« Ils ne vieilliront pas comme nous qui leur avons survécu ; ils ne connaîtront pas l’outrage ni le poids des années ; quand viendra l’heure du crépuscule et celle de l’aurore ; nous nous souviendrons d’eux. » Ces mots retentissent chaque 11 novembre lors de la commémoration connue au Canada depuis 1931 sous l’appellation « Jour du souvenir » et qui vise à se rappeler de tous ceux qui sont morts au combat au cours des différents engagements auxquels le pays a pris part, de la Première Guerre mondiale au conflit en Afghanistan, en passant par les missions des Nations Unies. À partir du dernier vendredi d’octobre et jusqu’à ce jour, nombre de Canadiens portent un coquelicot en signe de reconnaissance envers ceux qui ont fait le sacrifice ultime pour notre liberté.
La mort de soldats en Afghanistan en 2002 a été un réveil brutal pour la population canadienne. Alors que pendant des années, le Canada s’était fait le champion des missions de la paix, voilà donc qu’il était de nouveau engagé dans un conflit bien réel. Pour les militaires en service et ceux jeunes retraités, le Jour du souvenir revêt donc désormais un caractère particulier, car tous ou presque connaissent un soldat décédé en Afghanistan. Comme commandant d’une équipe de combat1 dans la région de Panjway, j’ai malheureusement dû faire face à la perte de deux de mes hommes au cours de l’été 2009, tout en portant vers son dernier repos l’un de mes proches camarades, commandant d’un escadron d’ingénieurs de combat2. Pour tout militaire, quelle que soit son origine, la présence de la mort lors de conflits est une réalité avec laquelle il doit apprendre à composer, voire qu’il doit apprivoiser. Le soldat canadien ne fait pas exception.

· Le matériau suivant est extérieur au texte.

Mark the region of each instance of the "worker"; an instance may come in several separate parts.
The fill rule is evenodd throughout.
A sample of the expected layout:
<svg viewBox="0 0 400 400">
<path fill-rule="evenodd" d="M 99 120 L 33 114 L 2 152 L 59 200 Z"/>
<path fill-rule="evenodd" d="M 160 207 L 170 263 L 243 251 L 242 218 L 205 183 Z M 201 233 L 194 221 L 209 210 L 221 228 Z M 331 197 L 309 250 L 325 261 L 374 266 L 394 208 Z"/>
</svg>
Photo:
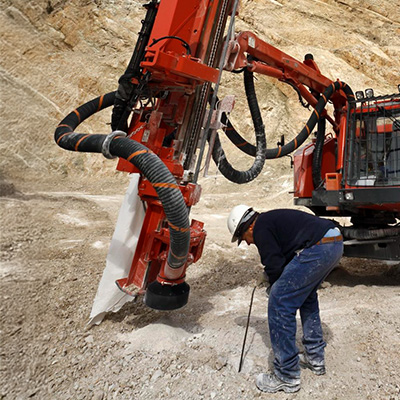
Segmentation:
<svg viewBox="0 0 400 400">
<path fill-rule="evenodd" d="M 255 244 L 269 280 L 268 325 L 274 370 L 257 376 L 263 391 L 300 390 L 300 367 L 325 374 L 324 342 L 317 289 L 338 264 L 343 238 L 335 224 L 312 214 L 278 209 L 258 213 L 234 207 L 228 218 L 232 242 Z M 296 347 L 296 312 L 300 310 L 304 353 Z"/>
</svg>

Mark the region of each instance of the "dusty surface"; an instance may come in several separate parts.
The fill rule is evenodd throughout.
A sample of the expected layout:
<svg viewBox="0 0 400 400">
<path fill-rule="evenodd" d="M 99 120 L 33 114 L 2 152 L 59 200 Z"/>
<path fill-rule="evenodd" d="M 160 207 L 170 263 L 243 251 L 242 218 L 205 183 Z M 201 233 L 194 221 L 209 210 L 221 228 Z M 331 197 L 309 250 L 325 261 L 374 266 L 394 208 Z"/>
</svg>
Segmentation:
<svg viewBox="0 0 400 400">
<path fill-rule="evenodd" d="M 288 159 L 268 162 L 246 186 L 215 171 L 202 178 L 192 217 L 206 223 L 208 237 L 188 272 L 185 308 L 161 313 L 139 299 L 87 328 L 128 181 L 114 173 L 114 162 L 64 152 L 52 135 L 70 109 L 115 90 L 139 30 L 140 4 L 1 2 L 0 398 L 400 399 L 400 266 L 375 261 L 343 259 L 320 290 L 325 376 L 303 372 L 294 395 L 257 391 L 254 377 L 272 362 L 263 289 L 255 292 L 237 372 L 261 266 L 254 248 L 230 244 L 226 217 L 238 202 L 291 207 Z M 245 1 L 237 27 L 300 59 L 314 53 L 325 75 L 354 90 L 391 93 L 400 76 L 399 6 Z M 235 81 L 225 79 L 229 93 Z M 257 88 L 270 140 L 296 132 L 308 112 L 290 88 L 268 79 Z M 248 115 L 239 117 L 250 131 Z M 105 112 L 82 131 L 105 133 L 108 119 Z"/>
</svg>

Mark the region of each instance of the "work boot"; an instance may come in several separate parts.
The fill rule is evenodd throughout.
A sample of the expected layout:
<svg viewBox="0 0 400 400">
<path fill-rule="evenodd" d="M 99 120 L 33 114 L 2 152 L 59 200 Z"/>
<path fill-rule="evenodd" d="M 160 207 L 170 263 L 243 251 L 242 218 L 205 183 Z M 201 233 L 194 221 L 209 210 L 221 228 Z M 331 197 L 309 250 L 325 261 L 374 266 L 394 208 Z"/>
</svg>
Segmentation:
<svg viewBox="0 0 400 400">
<path fill-rule="evenodd" d="M 300 362 L 300 367 L 302 368 L 308 368 L 310 369 L 315 375 L 324 375 L 325 374 L 325 363 L 312 363 L 306 353 L 300 353 L 299 354 L 299 362 Z"/>
<path fill-rule="evenodd" d="M 285 393 L 294 393 L 300 390 L 300 379 L 298 379 L 298 383 L 289 383 L 278 378 L 275 374 L 259 374 L 256 386 L 267 393 L 276 393 L 280 390 Z"/>
</svg>

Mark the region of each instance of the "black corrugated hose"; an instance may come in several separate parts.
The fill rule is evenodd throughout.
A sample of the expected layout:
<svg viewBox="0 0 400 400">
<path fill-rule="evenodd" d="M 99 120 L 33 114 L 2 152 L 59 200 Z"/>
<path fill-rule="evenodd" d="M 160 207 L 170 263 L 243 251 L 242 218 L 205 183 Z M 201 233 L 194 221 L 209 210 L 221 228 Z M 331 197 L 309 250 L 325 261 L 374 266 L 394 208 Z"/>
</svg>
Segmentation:
<svg viewBox="0 0 400 400">
<path fill-rule="evenodd" d="M 325 142 L 325 130 L 326 130 L 326 119 L 321 117 L 318 120 L 317 138 L 315 140 L 315 147 L 313 151 L 312 161 L 312 178 L 314 189 L 322 188 L 324 180 L 321 177 L 321 165 L 322 165 L 322 152 L 324 151 Z"/>
<path fill-rule="evenodd" d="M 212 152 L 213 160 L 217 164 L 222 175 L 224 175 L 230 181 L 239 184 L 250 182 L 260 174 L 264 167 L 266 152 L 265 129 L 254 89 L 254 77 L 253 73 L 247 69 L 244 70 L 244 83 L 247 102 L 249 104 L 256 133 L 256 151 L 254 163 L 247 171 L 238 171 L 234 169 L 226 159 L 225 152 L 222 149 L 218 134 L 215 137 L 215 143 Z"/>
<path fill-rule="evenodd" d="M 58 125 L 54 139 L 66 150 L 102 153 L 107 135 L 82 134 L 74 130 L 85 119 L 114 104 L 115 92 L 97 97 L 68 114 Z M 161 159 L 146 146 L 122 136 L 110 142 L 109 152 L 137 167 L 150 181 L 163 205 L 170 230 L 168 264 L 179 268 L 185 264 L 190 243 L 187 206 L 175 178 Z"/>
<path fill-rule="evenodd" d="M 285 146 L 278 146 L 274 149 L 267 149 L 266 151 L 266 158 L 279 158 L 282 156 L 286 156 L 289 153 L 296 150 L 299 146 L 301 146 L 304 141 L 308 138 L 311 131 L 314 129 L 319 116 L 321 115 L 322 111 L 324 110 L 328 100 L 332 97 L 333 93 L 337 90 L 343 90 L 347 96 L 348 101 L 354 100 L 354 94 L 351 88 L 346 85 L 344 82 L 336 81 L 332 83 L 332 85 L 328 86 L 323 95 L 318 100 L 318 103 L 315 107 L 315 110 L 311 114 L 309 120 L 307 121 L 306 125 L 300 131 L 300 133 L 289 143 Z M 248 143 L 232 126 L 229 122 L 226 123 L 227 117 L 224 114 L 222 122 L 227 125 L 226 135 L 227 137 L 234 143 L 240 150 L 244 151 L 246 154 L 250 156 L 255 156 L 256 154 L 256 147 L 250 143 Z"/>
</svg>

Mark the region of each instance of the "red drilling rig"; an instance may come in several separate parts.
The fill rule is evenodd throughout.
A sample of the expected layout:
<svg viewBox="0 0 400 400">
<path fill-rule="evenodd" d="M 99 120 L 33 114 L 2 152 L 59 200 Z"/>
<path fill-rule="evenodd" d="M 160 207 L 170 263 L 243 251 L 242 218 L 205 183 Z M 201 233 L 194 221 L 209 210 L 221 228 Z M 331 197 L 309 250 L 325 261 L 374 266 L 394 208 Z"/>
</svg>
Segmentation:
<svg viewBox="0 0 400 400">
<path fill-rule="evenodd" d="M 189 213 L 200 198 L 197 182 L 207 147 L 206 163 L 212 157 L 237 184 L 255 179 L 265 159 L 294 152 L 295 204 L 320 216 L 350 217 L 352 226 L 342 227 L 346 255 L 400 260 L 399 93 L 375 97 L 368 89 L 354 96 L 344 82 L 323 76 L 311 54 L 300 62 L 251 32 L 235 33 L 238 0 L 152 0 L 144 7 L 117 91 L 78 107 L 55 132 L 64 149 L 119 157 L 118 170 L 140 174 L 138 195 L 146 214 L 130 273 L 117 281 L 121 290 L 129 293 L 134 285 L 149 307 L 160 310 L 187 303 L 185 272 L 201 257 L 206 237 L 203 223 L 190 222 Z M 223 71 L 243 74 L 255 145 L 230 123 L 232 101 L 218 101 Z M 289 143 L 281 138 L 276 148 L 267 147 L 254 74 L 289 84 L 313 108 Z M 75 132 L 111 106 L 112 133 Z M 221 128 L 254 157 L 247 171 L 228 162 Z M 314 128 L 316 138 L 300 148 Z"/>
</svg>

Au travers de mon parcours personnel d’officier, membre du Royal 22e Régiment, je propose de regarder ici l’expérience canadienne de la mort du soldat. J’explorerai à travers cette lentille transatlantique ce qu’il se passe, tant du côté humain que du côté un peu plus technique, lorsque survient le décès de l’un des nôtres en mission à l’étranger. Comment entretenons-nous le souvenir de nos camarades disparus et comment gardons-nous le lien avec les familles de nos membres tombés au combat ?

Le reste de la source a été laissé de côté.